RE: Beginner question : skips every second line in file when usingreadline()

Discussion in 'Python' started by Pettersen, Bjorn S, Oct 20, 2003.

  1. > From: Hans Nowak [mailto:]
    >
    > peter leonard wrote:
    >
    > > Hi,
    > > I having a problem with reading each line from a text file.

    [...]
    > >
    > > The following script attempts to print out each line :
    > >
    > > datafile ="C:\\Classifier\Data\\test.txt"
    > > dataobject = open(datafile,"r")
    > >
    > > while dataobject.readline() !="":
    > >
    > > line = dataobject.readline()
    > > print line

    >
    > You're calling readline() twice.
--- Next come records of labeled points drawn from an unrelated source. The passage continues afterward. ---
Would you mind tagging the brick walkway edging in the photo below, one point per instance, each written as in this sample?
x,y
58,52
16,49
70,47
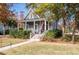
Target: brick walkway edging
x,y
15,45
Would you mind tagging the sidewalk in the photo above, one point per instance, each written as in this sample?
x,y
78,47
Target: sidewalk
x,y
16,45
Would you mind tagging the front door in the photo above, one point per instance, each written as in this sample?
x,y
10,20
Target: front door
x,y
36,28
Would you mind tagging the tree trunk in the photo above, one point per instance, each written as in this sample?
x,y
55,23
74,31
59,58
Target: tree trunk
x,y
73,36
56,24
63,28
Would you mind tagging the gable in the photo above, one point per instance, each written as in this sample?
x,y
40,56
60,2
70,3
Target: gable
x,y
31,15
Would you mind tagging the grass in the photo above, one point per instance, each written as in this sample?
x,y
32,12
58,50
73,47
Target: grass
x,y
9,41
44,48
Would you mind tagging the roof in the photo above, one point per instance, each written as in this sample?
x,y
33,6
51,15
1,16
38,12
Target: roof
x,y
31,15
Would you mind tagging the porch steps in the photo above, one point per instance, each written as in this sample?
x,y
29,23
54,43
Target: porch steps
x,y
36,37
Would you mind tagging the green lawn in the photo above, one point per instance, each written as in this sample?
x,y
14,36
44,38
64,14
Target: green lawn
x,y
9,41
44,48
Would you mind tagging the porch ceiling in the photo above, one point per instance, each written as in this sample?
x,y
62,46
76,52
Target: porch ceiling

Use something like:
    >
    > line = dataobject.readline()
    > while <line is not empty>:
    > ...do stuff...
    > line = dataobject.readline()
    >
    > or:
    >
    > for line in dataobject:
    > if <line is empty>:
    > break
    > ...do stuff...
    >
    > I'm writing <line is empty>, because you might want to revise
    > dataobject.readline() != "" as well. If you read from a text
    > file, lines will end in \n, so comparing them to "" will always
    > return false.

    [..]

    To back up a couple of steps... (it looks like you're coming from a
    C/C++/Java background <wink>).

    In Python reading from a file (by either read or readline) always
    returns _something_, unless the end of the file is reached. This works
    because readline doesn't throw away the newline at the end of a line.
    I.e. if you're reading an empty line in a text file, readline() returns
    the string '\n' (a one character string). It also gives a convenient way
    of testing for the end of the file, e.g. if you look at Python code
    that's a little older you'll find this use idiomatic:

    while 1:
    line = fp.readline()
    if not line:
    break
    ..do stuff..

    note that the empty line tests false (as well as all other empty objects
    in Python), and the above is considered much better (re. style as well
    as flexibility) than:

    if line <> '':

    or the harder to type:

    if line != "":

    Assuming that your version of Python is more recent, you can now iterate
    over file objects using a for loop without having to deal with end of
    file conditions. A common idiom is:

    for line in file(datafile):
    ..do stuff..

    (file being the preferred way of spelling open.. at least officially ;-)
    This takes advantage of both

    - the default mode for opening files is for reading ('r'),
    so it doesn't need to be specified.
    - the file is automatically closed at the end of the for loop.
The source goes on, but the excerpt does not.